# Firearms and Shooting > Archery >  Recurve or compound bow for hunting

## Shelley

Hi guys and gals I am considering getting into archery, with the intention of hunting, as opposed to target shooting.

Bit surprised by the cost but, am not wanting to spend a massive amount in case I don't like it, flung a few arrows and it was fun but am unsure whether to get a recurve, and I have found one that will accept an arrow rest and sights as well as a quiver on the side, or go for a compound, that obviously will take all of that and more.

Dont need advice about brands, just types, I understand that with a recurve I will need gloves and with a compound I will need a release aid, and with both effective hunting range will be a max of about 40 metres to reduce chance of just wounding an animal, so will a recurve cut it-as it's about half the cost of a compound, or does the compound really make for a much better tool?

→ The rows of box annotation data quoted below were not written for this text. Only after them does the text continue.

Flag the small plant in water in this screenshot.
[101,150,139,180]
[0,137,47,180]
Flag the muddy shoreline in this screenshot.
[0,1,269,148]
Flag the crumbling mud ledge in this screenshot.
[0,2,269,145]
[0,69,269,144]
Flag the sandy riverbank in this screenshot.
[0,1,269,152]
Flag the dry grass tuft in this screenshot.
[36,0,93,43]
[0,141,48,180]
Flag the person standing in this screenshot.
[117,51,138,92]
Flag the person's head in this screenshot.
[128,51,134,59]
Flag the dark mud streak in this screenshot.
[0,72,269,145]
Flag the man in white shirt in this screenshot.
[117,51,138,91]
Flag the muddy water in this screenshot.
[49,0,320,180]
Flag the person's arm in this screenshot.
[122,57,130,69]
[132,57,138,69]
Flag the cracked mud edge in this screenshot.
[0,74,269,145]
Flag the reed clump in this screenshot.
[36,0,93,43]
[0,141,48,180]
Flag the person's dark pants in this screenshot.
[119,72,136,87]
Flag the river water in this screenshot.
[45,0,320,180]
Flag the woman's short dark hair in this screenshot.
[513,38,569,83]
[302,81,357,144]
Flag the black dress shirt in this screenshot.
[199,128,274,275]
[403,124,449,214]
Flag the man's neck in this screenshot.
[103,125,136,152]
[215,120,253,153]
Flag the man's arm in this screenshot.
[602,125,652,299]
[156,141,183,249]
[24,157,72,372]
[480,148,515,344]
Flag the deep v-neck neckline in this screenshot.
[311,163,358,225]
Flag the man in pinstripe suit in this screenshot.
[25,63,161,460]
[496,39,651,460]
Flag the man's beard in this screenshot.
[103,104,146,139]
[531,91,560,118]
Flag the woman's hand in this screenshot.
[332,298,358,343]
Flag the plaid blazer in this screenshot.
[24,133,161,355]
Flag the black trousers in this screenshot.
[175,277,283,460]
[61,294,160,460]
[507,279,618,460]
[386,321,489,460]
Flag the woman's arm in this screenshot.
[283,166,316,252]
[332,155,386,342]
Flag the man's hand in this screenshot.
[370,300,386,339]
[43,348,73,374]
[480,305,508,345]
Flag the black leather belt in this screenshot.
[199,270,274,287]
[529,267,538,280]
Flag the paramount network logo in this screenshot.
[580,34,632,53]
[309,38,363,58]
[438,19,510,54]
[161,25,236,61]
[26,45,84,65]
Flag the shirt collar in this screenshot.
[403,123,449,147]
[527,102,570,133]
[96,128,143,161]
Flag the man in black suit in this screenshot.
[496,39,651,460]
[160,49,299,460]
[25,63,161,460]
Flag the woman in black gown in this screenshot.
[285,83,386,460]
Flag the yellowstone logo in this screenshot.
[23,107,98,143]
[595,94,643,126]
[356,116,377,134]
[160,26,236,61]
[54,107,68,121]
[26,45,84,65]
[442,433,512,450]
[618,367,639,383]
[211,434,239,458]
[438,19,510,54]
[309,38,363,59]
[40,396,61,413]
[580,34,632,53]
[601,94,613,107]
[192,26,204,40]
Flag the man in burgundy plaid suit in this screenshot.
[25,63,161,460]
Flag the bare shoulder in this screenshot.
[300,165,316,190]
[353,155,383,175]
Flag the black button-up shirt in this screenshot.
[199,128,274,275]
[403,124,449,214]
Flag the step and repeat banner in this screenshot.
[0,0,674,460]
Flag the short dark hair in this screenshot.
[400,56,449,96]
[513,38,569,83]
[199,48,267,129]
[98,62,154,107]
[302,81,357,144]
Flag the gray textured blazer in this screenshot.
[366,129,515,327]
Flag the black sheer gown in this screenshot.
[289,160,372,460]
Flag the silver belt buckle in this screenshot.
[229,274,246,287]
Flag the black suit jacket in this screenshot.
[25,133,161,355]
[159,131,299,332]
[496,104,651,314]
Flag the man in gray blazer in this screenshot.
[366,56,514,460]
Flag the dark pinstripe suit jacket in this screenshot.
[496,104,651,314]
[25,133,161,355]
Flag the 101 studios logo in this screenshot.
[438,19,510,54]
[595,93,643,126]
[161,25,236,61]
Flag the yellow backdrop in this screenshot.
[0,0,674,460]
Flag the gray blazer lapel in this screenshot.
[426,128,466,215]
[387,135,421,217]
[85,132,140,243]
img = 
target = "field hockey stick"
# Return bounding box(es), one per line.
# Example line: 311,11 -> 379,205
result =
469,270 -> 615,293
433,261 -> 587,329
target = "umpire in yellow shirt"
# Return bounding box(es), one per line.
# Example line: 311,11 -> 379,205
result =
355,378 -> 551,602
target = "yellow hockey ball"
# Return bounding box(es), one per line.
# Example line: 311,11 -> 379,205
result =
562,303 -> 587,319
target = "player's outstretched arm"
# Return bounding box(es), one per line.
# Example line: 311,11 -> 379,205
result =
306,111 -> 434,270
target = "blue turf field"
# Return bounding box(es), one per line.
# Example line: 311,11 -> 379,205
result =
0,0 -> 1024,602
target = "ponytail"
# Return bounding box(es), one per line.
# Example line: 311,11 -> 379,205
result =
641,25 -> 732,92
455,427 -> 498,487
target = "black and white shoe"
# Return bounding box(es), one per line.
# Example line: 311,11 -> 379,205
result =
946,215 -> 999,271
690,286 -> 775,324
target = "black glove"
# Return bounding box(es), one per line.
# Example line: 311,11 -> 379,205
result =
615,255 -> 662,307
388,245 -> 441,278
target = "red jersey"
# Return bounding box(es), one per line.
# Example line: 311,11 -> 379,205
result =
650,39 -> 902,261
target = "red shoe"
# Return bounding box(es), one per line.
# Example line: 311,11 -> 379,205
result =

Please tell me what you went with and why.

Shelley

----------


## Matt2308

Plenty of hunters kill animals successfully with a recurve bow, but consistent accuracy and the added energy that the mechanical advantage of the compound bow brings, makes it a far more reliable hunting tool.
From the recurve hunters that I've seen practicing at clubs, few can consistently place an arrow within a deers kill zone at 40 yards and 25-30 yards would be a more realistic range with a well practiced recurve archer.
The compound bow is a much more accurate and effective tool for most archers to hunt with.

----------


## Dundee

Hi Shelley,
             Possum trapper got his first goat with a recurve bow. :Have A Nice Day: 
http://www.nzhuntingandshooting.co.n...t-goats-11597/

----------


## Friwi

Hi Shelley,
First, are you a boy or a girl?
Not that women can not hunt with a recurved bow but it is a bit harder to draw and requires a lot more training to be efficient at killing big game.

The compound bow throw the arrows faster ( at equal draw weight) and is usually quicker to " master".
The recurved bow requires a lot more training to be efficient .
And then there is the feel that both type of bows can provide:
A bit like riding a fast modern sports bike or cruising on an old BSA.
I think you should go to an archery shop ( advance archery in Auckland or. Archery direct in Hamilton for exemple) or a local archery club and have a bit of a shoot with both type of bows.
Good luck

Friwi

----------


## Twoshotkill

Talk to Simon at advanced archery in Auckland there is not much he doesn't know about bow hunting.

----------